Nos horroriza la guerra. Imposible de olvidar tanta sangre derramada. Los ojos de aquella niña, famélica y herida que se apagaban a la vida, me traían el recuerdo de millones de niños que no pudieron escribir su historia, hundidos en el anonimato para siempre por la botas del opresor. Ahora, cuando todavía suenan los estampidos de las bombas, mientras la televisión nos muestra montones de cuerpos destrozados junto a los escombros humeantes y millares de hombres, mujeres y niños dedicados al pillaje y a la destrucción, hablan de la reconstrucción de Irak. ¡Qué difícil...!

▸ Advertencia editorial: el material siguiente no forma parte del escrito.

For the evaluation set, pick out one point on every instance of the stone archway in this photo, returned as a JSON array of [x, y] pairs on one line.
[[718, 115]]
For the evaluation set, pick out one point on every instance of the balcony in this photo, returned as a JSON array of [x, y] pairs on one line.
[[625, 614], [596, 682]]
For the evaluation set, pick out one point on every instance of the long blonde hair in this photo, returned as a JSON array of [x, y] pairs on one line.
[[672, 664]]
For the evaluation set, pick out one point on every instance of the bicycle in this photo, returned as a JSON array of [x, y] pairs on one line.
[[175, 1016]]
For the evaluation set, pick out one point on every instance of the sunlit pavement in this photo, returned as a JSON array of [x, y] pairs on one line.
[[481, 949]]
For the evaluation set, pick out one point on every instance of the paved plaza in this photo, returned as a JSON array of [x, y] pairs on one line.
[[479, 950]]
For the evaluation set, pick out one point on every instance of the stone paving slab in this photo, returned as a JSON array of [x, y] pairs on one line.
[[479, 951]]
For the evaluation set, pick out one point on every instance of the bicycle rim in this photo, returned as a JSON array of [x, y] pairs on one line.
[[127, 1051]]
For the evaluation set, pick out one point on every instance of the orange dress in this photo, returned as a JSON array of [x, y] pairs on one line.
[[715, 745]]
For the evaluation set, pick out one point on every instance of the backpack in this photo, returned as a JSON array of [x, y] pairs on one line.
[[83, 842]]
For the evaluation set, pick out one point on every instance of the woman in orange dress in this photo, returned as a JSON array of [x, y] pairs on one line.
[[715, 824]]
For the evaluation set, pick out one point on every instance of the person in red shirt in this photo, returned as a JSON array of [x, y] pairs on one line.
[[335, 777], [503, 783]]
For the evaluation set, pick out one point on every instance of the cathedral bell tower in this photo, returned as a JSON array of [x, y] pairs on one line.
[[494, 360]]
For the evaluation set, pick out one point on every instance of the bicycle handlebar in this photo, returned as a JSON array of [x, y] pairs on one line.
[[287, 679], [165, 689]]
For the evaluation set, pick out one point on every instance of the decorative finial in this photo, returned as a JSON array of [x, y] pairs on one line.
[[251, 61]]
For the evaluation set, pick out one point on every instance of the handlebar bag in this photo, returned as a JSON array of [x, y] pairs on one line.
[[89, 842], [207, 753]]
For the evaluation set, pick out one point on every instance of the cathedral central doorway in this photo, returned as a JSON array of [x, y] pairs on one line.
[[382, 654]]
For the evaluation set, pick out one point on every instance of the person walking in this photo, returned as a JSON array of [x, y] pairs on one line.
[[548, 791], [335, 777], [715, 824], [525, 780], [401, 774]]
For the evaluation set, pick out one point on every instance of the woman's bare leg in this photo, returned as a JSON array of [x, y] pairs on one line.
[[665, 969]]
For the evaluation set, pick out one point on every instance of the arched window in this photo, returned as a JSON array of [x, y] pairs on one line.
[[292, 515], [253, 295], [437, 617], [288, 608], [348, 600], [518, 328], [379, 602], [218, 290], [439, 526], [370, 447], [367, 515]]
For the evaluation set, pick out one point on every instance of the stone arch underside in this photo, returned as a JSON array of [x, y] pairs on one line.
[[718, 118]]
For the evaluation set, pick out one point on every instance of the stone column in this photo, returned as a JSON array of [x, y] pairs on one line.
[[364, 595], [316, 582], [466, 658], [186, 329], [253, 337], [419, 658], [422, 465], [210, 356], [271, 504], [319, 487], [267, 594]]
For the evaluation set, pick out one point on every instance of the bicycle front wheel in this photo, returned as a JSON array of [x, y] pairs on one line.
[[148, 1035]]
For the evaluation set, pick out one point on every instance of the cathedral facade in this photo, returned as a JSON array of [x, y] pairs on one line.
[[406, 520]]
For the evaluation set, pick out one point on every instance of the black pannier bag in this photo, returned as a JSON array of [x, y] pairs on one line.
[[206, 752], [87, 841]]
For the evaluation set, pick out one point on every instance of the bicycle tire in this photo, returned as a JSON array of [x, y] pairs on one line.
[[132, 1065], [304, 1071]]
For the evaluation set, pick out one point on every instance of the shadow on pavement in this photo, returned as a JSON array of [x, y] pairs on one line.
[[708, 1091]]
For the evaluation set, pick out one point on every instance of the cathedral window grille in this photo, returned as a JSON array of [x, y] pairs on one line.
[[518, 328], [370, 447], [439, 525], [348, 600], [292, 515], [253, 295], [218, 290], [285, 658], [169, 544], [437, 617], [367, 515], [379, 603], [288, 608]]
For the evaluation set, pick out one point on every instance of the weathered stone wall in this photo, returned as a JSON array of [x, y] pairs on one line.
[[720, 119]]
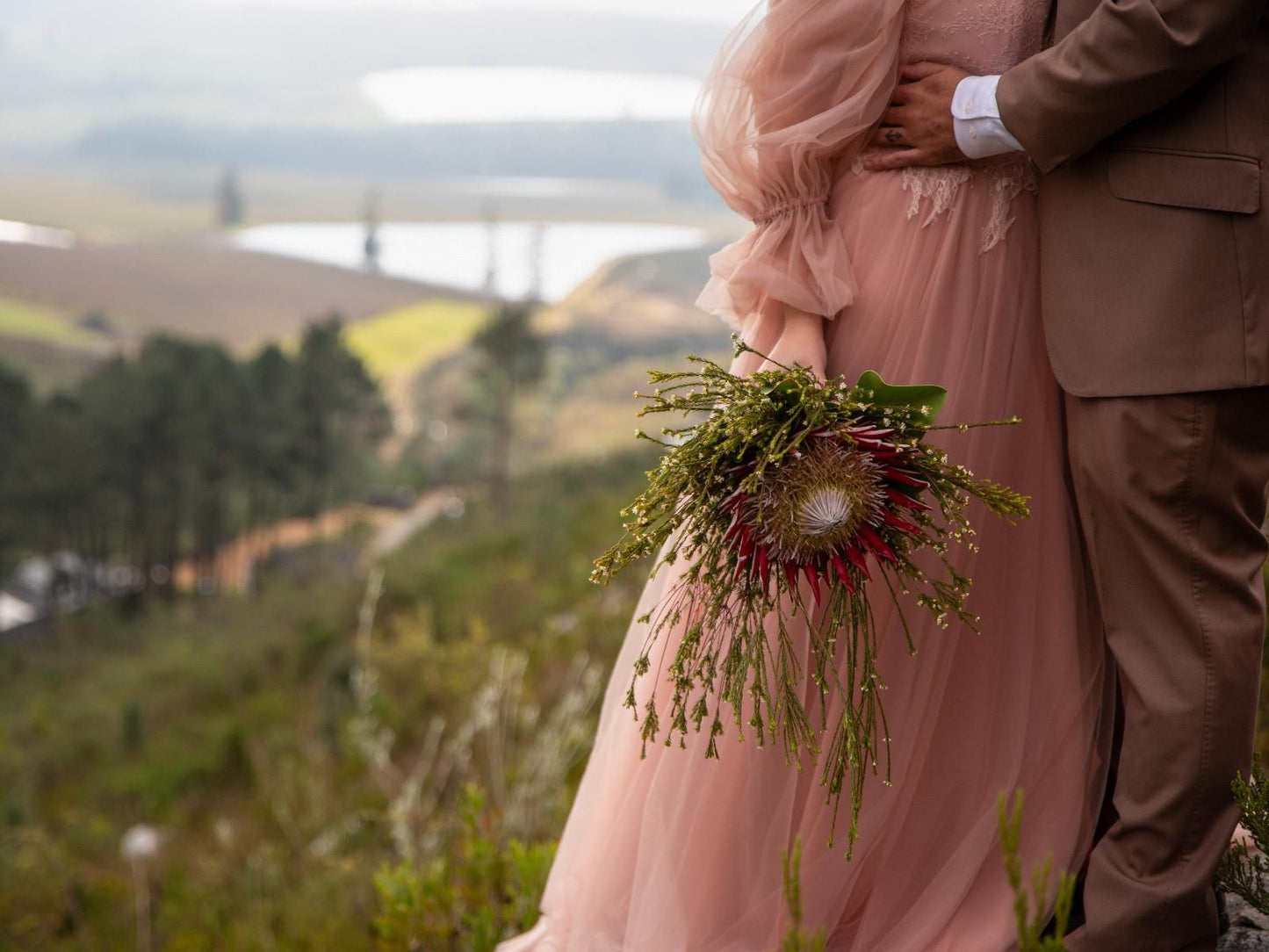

La estatua de Sadam arrastrada y pisoteada por las calles de Bagdad, y la escena del iraquí llevándose la cabeza del dictador a su jardín para recordar que mató a sus dos hijos, nos dicen lo que es el hombre herido y resentido por el pasado. Volveremos años tras años a pasear por nuestras calles entre ramos de paz y cánticos de victoria, montando en una borrica a Jesús, que vino a enseñarnos a construir la paz, como vuelven las viejas querellas de tirios y troyanos, moros y cristianos, izquierda y derecha, gobierno, oposición, partidos políticos y sindicatos a encrespar la irascible superficie de nuestro planeta y de nuestras vidas en un deseo incontenible de venganza. Siempre aparecerán en la palestra grupos especializados en la innoble tarea de avivar el rescoldo del odio para obstruir cualquier intento de perdón, de amnistía y de reconciliación, envolviéndonos en deseos de revanchas.